The Bush by Don Watson

While most of us live in cities clinging to the coastal fringe, our sense of what an Australian is, or should be, is drawn from the vast and varied inland called the bush. But what do we mean by ‘the bush’, and how has it shaped us?

Starting with his forebears’ battle to drive back nature and eke a living from the land, Don Watson explores the bush as it was and as it now is: the triumphs and the ruination, the commonplace and the bizarre, the stories we like to tell about ourselves and the national character, and those we don’t.

A milestone work of memoir, travel writing and history, The Bush takes us on a profoundly revelatory and entertaining journey through the Australian landscape and character.

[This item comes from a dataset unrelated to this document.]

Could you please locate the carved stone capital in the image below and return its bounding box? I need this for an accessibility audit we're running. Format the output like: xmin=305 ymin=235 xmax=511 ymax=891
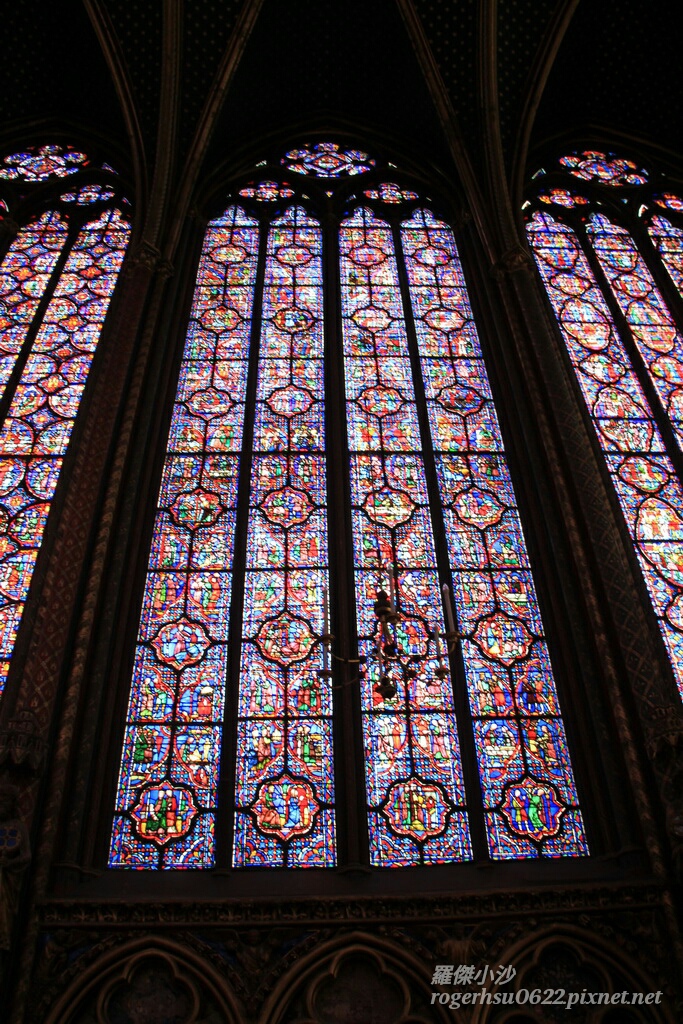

This is a very large, well researched and interesting history of the Australian bush. It follows the march of European settlement into the hinterland to work the land as pastoralists or miners. In doing so, millions of acres of forests and bush land were cleared and we are reaping the results of this today. Without tree cover weeds proliferated, fertile topsoil was washed into rivers and streams, impeding their flow, water became scarce causing soil salination and native animals have been driven into near extinction. It’s difficult to condense such a detailed narrative into a few lines, however the book is very interesting, though provoking and topical without being too didactic.

“This reads more like a thesis, so is not ideal for a Book Club; it would be unfair to give it a rating”.